Faire face aux scepticismes
Entre rires moqueurs et jugements voilés, Marika est régulièrement confrontée à la défiance et aux malentendus. La thérapeute assume aussi le statut de médium, qui consiste selon elle à ressentir l’énergie d’un objet, d’une personne, d’un animal ou d’un défunt. Souvent associé à la magie ou au chamanisme, elle essuie plusieurs critiques: « Il y a des personnes qui ricanent, qui me disent que je suis une sorcière », se confie-t-elle. Face à ses détracteurs, elle crée le dialogue quand il est possible, ignore les conversations lorsqu’il ne l’est pas. Elle témoigne: « Ce sont des réflexions guidées par la peur de l’inconnu et celle d’investir ses émotions. » En tant que patiente, Valentine est elle aussi confrontée à des remarques sceptiques: « Parfois, mon mari me taquine, me dit que ces activités deviennent dangereuses. »
Il y a des personnes qui ricanent, qui me disent que je suis une sorcière.

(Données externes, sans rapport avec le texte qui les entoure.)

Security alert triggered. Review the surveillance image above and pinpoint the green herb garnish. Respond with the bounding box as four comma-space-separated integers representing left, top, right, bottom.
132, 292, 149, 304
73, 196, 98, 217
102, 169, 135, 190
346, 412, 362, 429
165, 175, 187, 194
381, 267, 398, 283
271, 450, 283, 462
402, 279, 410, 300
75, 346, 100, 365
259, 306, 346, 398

Face aux critiques, Marika peut toutefois compter sur le soutien indéfectible de son mari et de ses amis. Mère de trois enfants, elle les a sensibilisés à l’ouverture énergétique et émotionnelle. « Des fois, je sens qu’il y a l’âme de mon père qui passe dans la maison, alors je leur dis que tout va bien. » Toutefois, entre pratiques thérapeutiques et quotidien familial, la yourte et la maison ne se mélangent pas, et l’équilibre est préservé.
Par Salomé Philipp
* prénom d’emprunt
Ce travail journalistique a été réalisé pour le cours « Atelier presse I », dans le cadre du master en journalisme de l’Académie du journalisme et des médias (AJM) de l’Université de Neuchâtel.